The Second Division consisted of the regular members and in
addition Referee James P. Carey, Jr. when award was rendered.
SYSTEM FEDERATION NO. 2, RAILWAY EMPLOYES'
DEPARTMENT, A. F. of L. - C. I. O. (Carmen)
EMPLOYES' STATEMENT OF FACTS: Mr. C. E. Jones, hereinafter referred to as the claimant, regularly employed by the Missouri Pacific Railroad Company, hereinafter referred to as the carrier, as a car oiler at Lesperance Street Yards, St. Louis, Missouri, with hours of 4:00 P. M. to 12 Midnight, work week Monday through Friday, rest days Saturday and Sunday.
The carrier summoned the claimant as a witness at an investigation held in the office of the superintendent, beginning at 9:00 A. M., Friday, November 23, 1956. The claimant reported as requested and was required to remain at the investigation from 9:00 A. M. to 10:45 A. M. a total of one hour and forty-five minutes.
The employes herewith submit Exhibit A which is letter dated January 18, 1957, addressed to Local Chairman Carl B. Edwards, signed by general car foreman, Mr. T. A. Cummings, substantiating the fact that the claimant was a carrier witness and requested to attend the investigation on his off hours. The claimant was not being investigated nor did he have a personal interest in the investigation, other than carrying out the instructions of the carrier to appear as a witness for them.

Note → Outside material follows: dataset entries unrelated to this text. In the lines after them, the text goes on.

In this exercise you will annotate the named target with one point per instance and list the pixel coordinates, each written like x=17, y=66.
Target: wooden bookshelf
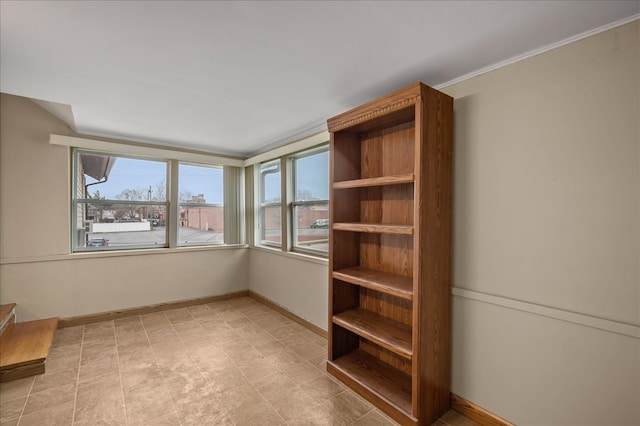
x=390, y=252
x=378, y=181
x=395, y=285
x=374, y=228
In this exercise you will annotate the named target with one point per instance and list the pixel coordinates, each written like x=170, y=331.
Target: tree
x=160, y=191
x=186, y=195
x=96, y=196
x=304, y=195
x=128, y=211
x=131, y=194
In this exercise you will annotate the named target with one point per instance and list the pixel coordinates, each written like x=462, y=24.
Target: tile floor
x=223, y=363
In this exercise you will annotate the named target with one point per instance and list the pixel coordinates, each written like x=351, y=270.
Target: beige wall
x=546, y=206
x=546, y=305
x=297, y=284
x=36, y=270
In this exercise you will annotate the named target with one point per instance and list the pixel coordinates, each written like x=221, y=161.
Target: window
x=305, y=227
x=120, y=202
x=270, y=220
x=201, y=205
x=127, y=202
x=311, y=201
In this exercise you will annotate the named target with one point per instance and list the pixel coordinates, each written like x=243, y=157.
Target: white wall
x=546, y=306
x=36, y=270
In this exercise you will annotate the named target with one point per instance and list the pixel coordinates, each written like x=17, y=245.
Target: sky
x=141, y=174
x=127, y=173
x=312, y=174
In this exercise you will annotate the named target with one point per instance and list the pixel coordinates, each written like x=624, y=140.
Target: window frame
x=263, y=205
x=295, y=203
x=198, y=205
x=288, y=203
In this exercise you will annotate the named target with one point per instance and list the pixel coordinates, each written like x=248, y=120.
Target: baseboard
x=123, y=313
x=476, y=413
x=273, y=305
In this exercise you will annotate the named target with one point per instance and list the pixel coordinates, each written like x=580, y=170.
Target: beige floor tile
x=374, y=418
x=142, y=361
x=308, y=349
x=125, y=337
x=453, y=418
x=138, y=381
x=224, y=379
x=106, y=409
x=271, y=347
x=99, y=346
x=272, y=386
x=291, y=402
x=68, y=336
x=64, y=350
x=178, y=315
x=98, y=331
x=347, y=406
x=322, y=388
x=58, y=415
x=145, y=406
x=169, y=419
x=63, y=360
x=54, y=378
x=232, y=362
x=260, y=368
x=94, y=389
x=50, y=398
x=267, y=417
x=316, y=416
x=12, y=408
x=302, y=372
x=99, y=367
x=243, y=403
x=319, y=361
x=15, y=388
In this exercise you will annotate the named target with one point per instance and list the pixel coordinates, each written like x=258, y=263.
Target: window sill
x=118, y=253
x=293, y=255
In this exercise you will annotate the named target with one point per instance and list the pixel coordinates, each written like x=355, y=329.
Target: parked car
x=98, y=242
x=320, y=223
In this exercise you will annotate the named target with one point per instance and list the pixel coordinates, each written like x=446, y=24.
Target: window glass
x=119, y=202
x=200, y=191
x=311, y=205
x=270, y=220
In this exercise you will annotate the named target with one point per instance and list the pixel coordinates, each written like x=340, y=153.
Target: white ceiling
x=241, y=77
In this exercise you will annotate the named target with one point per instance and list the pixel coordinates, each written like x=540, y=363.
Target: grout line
x=155, y=360
x=33, y=382
x=124, y=406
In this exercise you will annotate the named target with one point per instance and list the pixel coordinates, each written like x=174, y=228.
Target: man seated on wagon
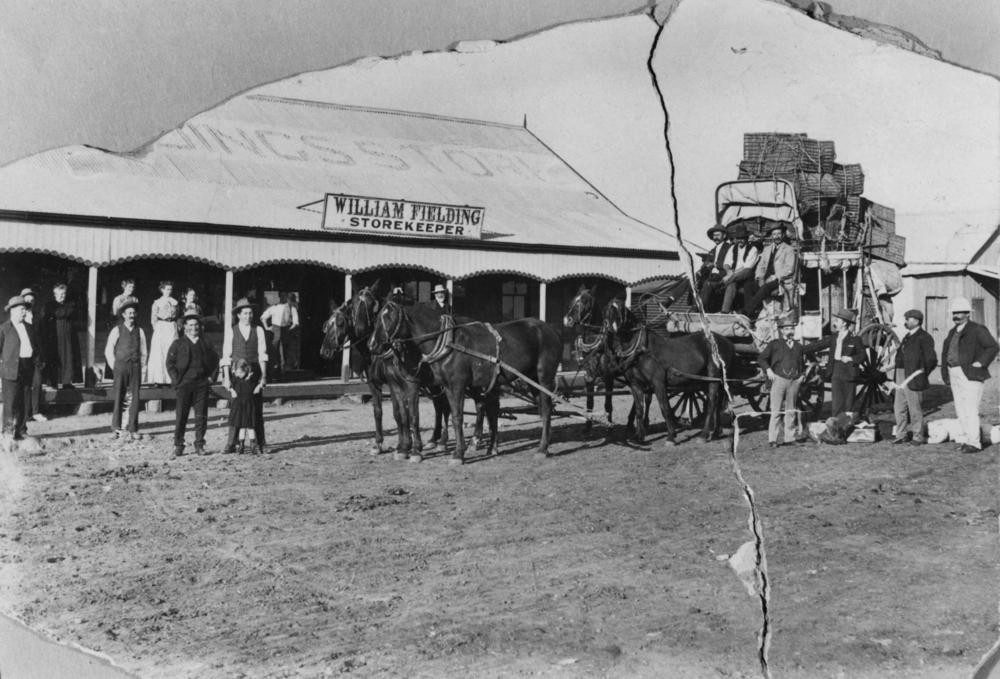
x=777, y=270
x=740, y=267
x=713, y=268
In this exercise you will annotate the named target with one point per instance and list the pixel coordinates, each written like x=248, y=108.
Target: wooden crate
x=892, y=249
x=884, y=216
x=851, y=178
x=782, y=152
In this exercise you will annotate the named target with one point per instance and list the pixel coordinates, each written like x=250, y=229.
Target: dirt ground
x=606, y=560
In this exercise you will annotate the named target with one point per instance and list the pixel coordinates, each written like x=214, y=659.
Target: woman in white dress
x=164, y=317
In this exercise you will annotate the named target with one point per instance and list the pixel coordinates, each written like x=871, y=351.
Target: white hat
x=960, y=304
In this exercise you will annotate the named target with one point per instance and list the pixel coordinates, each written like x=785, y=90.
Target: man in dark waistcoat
x=783, y=361
x=126, y=354
x=847, y=352
x=966, y=355
x=18, y=352
x=247, y=341
x=191, y=365
x=915, y=359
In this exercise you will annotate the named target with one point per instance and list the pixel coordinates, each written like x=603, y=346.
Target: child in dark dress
x=241, y=410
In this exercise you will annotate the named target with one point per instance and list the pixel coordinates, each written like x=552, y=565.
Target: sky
x=117, y=73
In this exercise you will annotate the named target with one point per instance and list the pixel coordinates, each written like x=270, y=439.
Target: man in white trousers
x=968, y=350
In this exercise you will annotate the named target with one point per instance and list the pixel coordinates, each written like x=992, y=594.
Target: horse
x=476, y=358
x=353, y=321
x=655, y=363
x=597, y=363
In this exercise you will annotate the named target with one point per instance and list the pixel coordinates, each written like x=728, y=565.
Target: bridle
x=393, y=343
x=577, y=306
x=368, y=304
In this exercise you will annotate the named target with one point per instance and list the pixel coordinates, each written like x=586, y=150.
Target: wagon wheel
x=881, y=343
x=688, y=406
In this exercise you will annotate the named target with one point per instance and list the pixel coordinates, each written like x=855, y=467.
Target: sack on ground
x=939, y=431
x=863, y=433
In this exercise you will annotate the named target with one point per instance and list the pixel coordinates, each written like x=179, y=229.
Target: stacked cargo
x=829, y=194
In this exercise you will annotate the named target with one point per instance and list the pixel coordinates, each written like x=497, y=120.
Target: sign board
x=390, y=217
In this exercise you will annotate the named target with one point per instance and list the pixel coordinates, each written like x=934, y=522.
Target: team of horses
x=416, y=349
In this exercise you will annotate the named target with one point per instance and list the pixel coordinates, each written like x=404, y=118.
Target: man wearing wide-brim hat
x=915, y=360
x=441, y=299
x=713, y=267
x=18, y=353
x=847, y=353
x=777, y=269
x=191, y=364
x=127, y=355
x=966, y=355
x=783, y=361
x=246, y=341
x=740, y=267
x=33, y=405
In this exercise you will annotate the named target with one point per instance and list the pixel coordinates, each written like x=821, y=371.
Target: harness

Sometimes the exception proves the rule and we have such an exception on this property. Signalmen are widely scattered over the property. The use of their services often requires considerable traveling contrary to the situation with the shop crafts. In Award 6374 of the Third Division, we find a claim from a signal foreman on this property for 16 hours pay at the punitive rate for giving a deposition on his off day. The rule is quoted in the award which entitled the claimant to 8 hours pay at the straight time rate. The claim was denied and payment under the specific rule approved. The carrier in course of collective bargaining agreed to the rule in view of the working conditions of signalmen. The rule illustrates a type of rule that resulted from collective bargaining in a specific situation. Note that although 16 hours of claimant's time was consumed, he was allowed only 8 hours and that at the straight time rate even though it was a rest day. It is interesting to note that the same referee sat with the Third Division in that dispute as sat with this Division in Docket 2561, Award 2736.
The same considerations would enter into a decision to determine the terms of an implied contract if Judge Swacker's theory were pursued. The facts which we have discussed immediately above are the factors which an equity court would consider. For that reason the carrier emphatically states that the doctrine of implied contract has been improperly applied if this Division should consider the doctrine within its province to apply which the carrier states is not within its province.
To summarize, we have shown that the carrier is entitled to reargue the issues in Award 2736 because of new evidence. We have shown that the agreement is intentionally devoid of a special rule covering the issue in this claim as the result of collective bargaining. We have shown that the claim is not supported by the practice on this property. We have shown that rules cited by the employes have no application to claims of this nature. It follows that this Board has no alternative but to dismiss the claims for lack of any authority upon which it can resolve the dispute.
But if the Board should not deny the claim, then the claim cannot be sustained as presented because the amount requested is unreasonable and excessive for the time and effort expended.
The carrier is firmly convinced that the proper course for this Board is to dismiss the claim because not supported by the rules.
FINDINGS: The Second Division of the Adjustment Board, upon the whole record and all the evidence, finds that:
The carrier or carriers and the employe or employes involved in this dispute are respectively carrier and employe within the meaning of the Railway Labor Act as approved June 21, 1934.
This Division of the Adjustment Board has jurisdiction over the dispute involved herein.
The majority states "We find nothing in the classification of work rules which can be said to afford a reasonable basis for allowing compensation such as is claimed here." Such reasoning, if followed to a logical conclusion, would make it necessary to define even the most minute details involving every type of service to be performed. However, there is no need for specifically defining every possible service to be performed since it is an elementary principle of the law of contract that if the employer calls upon the employe to perform any service the employer thereby creates an obligation to pay for such service if the employe responds. The claimant was called by the carrier to attend an investigation. He responded and unless he is compensated for such service he is being unjustly dealt with. The service performed lies within the scope of the collective agreement and we submit that a reasonable interpretation of Rule 4 requires that claimant be compensated in accordance with its terms.